どの時点でDMDを疑うのか

最初にDMDを疑うきっかけとなるのは、通常、以下の3つのことが起きた時です(ご家族のなかにDMDの患者さんがいない場合でも同じです)。

筋肉の機能の不調

よくあることは、ご家族の誰かに、「なにか変だな」と気づかれることです。DMDのお子さんが歩けるようになるのは、同じ年齢のお子さんと比べて遅いです。ふくらはぎが太く、走ったり、飛び跳ねたり、階段を上ることが難しく、転びやすく、つま先で歩く傾向があります。言葉の話し始めも遅れることがあります。古くから知られているDMDのちょう候の一つに、「ガワーズちょう候(登はん性起立)」があります。これは、起立するとき、手や腕を使って自分の身体を歩くようにして立ち上がる様子のことです。これは、腕や太ももの筋肉の力が弱いためです(下の写真を見てください)。

 

 

血液検査で、筋肉のたんぱく質クレアチン・キナーゼ(CK)の数値が高い

CK値が高いことが分かったら、診断をはっきりさせるために、すぐに神経筋疾患の専門医を紹介してもらう必要があります。他の筋肉の病気でもCK値が高いことがありますので、CK値が高いことだけではDMDと断定できません。

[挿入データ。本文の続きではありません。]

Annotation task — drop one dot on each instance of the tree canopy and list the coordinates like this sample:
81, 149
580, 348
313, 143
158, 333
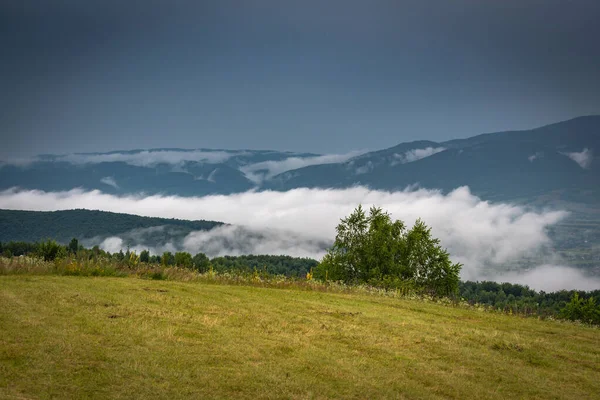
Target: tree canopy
377, 250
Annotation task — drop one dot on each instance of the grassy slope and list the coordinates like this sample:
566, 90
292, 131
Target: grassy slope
69, 337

血液検査で肝臓の酵素AST(エーエスティー)とALT(エーエルティー)の値が高い

血液検査でASTとALTの値が高いことは、しばしば肝臓に障害があることと関係しています。ただ、これらの酵素は筋肉の線維にも含まれるため、筋ジストロフィーの患者さんでも値が高くなることがあります。ASTやALTが予想外に高く、他の原因が見つからない場合は、筋ジストロフィーの可能性を考えて、CK値も高い可能性があることを考えなければいけません。このような場合は、肝生検(肝臓の組織を取って行う検査)は勧められません。

言葉の発達の遅れ

DMDのお子さんには、言葉の発達が遅れて病院を受診するお子さんもいます。